Over the past several days, I've been doing a bit of soul searching, or more like incidental learning, if you will, and have come up with a few things that almost always result in me feeling off-balanced. The first is lack of sleep, as we all know. Another one is what my husband likes to call my "time unconsciousness." I'd like to think of it more as being time-consciousness challenged. Anyways, the third is my severe lack of planning, which contributes more than I'd like to admit to my lack of time consciousness. Take, for instance, my day yesterday, which started with me running out the door with my toddler and her buttload of toys to bring to the babysitters (I pick my battles), running anywhere between 10 and 20 minutes late, which sent me into a tailspin of lateness to each of my home visits and meetings, with each commute flooding my already caffeine-drenched veins with insane levels of cortisol (a hormone that is released in response to stress, which is great when you're already jacked up on insane amounts of caffeine). Not a good pace to the day. And this is a typical work day for me. All I can say is thank God stop lights don't have feelings.

My advice to parents is usually to anticipate the sensory break-down before it happens- to open the windows before the walls start caving in. Planning, which is not my forte, has a lot to do with feeling good.
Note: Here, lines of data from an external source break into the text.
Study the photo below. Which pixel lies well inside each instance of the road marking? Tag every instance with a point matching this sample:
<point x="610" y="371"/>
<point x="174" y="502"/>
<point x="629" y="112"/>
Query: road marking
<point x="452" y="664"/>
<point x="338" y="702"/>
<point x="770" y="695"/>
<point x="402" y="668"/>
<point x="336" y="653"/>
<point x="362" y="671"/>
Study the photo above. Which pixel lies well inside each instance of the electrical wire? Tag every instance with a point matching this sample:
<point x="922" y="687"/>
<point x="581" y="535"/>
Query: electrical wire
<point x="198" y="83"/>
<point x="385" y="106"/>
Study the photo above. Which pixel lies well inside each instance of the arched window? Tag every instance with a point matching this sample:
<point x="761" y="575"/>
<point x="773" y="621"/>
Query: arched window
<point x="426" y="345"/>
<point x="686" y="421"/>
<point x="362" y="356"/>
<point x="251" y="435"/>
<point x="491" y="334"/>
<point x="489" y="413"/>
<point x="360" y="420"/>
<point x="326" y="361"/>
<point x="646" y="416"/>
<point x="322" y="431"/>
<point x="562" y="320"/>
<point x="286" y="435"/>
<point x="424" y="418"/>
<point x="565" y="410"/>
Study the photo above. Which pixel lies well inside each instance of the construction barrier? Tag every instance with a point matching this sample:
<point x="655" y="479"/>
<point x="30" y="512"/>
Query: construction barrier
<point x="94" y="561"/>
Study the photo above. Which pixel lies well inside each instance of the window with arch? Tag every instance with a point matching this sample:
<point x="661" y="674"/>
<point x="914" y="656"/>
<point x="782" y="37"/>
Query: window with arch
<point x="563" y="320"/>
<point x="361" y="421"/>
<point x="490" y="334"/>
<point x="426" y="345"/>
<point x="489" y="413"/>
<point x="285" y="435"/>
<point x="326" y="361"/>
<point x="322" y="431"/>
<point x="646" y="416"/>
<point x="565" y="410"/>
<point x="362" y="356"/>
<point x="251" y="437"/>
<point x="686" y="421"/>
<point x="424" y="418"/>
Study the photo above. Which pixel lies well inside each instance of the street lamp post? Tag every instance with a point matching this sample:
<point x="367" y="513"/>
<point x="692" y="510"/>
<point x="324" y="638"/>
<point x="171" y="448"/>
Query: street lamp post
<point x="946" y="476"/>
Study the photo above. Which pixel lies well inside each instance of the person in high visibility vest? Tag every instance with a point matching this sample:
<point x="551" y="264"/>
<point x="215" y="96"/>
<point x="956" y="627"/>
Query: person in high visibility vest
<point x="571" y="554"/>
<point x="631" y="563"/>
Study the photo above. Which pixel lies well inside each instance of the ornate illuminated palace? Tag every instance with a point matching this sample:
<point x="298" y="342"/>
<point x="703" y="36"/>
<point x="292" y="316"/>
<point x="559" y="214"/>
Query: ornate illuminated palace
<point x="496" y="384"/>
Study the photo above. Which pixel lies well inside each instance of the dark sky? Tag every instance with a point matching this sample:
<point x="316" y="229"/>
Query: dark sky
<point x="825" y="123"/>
I've always sorta rebelled against planning (probably an internal conflict that my Type B side wants to win), but I realized this while discussing with one of my parents- that once a routine is established and a good plan is in place, things click into place more automatically and ironically allow for more freedom and spontaneity. On the other hand, flying by the seat of one's pants usually amounts to feeling pressured, which only provides the right amount of motivation when its at a reasonable level, but can quickly unravel into a huge mess of panic. At least this happens with me. So, inevitably, a lot of energy is spent talking myself back into a recuperated state.

If you are like me and my friend Jamie and are feeling a bit unbalanced, it might help to find out what's been tipping your scale the most. If you don't know, ask your spouse- he/she would love to clue you in. We all know that Step 1 is admitting the problem. Since coming to terms with my poor sleep habits, issues with being time consciousness challenged, and disorganized planning, I now can move in the right direction, which will probably start with releasing myself from my late night Bravo TV addiction so I can go to bed earlier. Sorry, Millionaire Matchmaker. And I've already got a new babysitter lined up to watch the kid HERE on my work days so my days of leaving the house in a mad scramble are soon over (thank God!!!... and babysitter). And finally, as another stepping stone to minimizing the chaos and getting me back on track to being a more balanced person, I plan to at least try to even up my water-to-coffee ratio. None of this will be easy, but I at least gotta try it.

1 comment:

  1. Thank you for your lovely comment on my blog
    I can empathize with this so much
    I read so much on lack of "executive function in auties " and realised that I have a huge lack of it myself !!!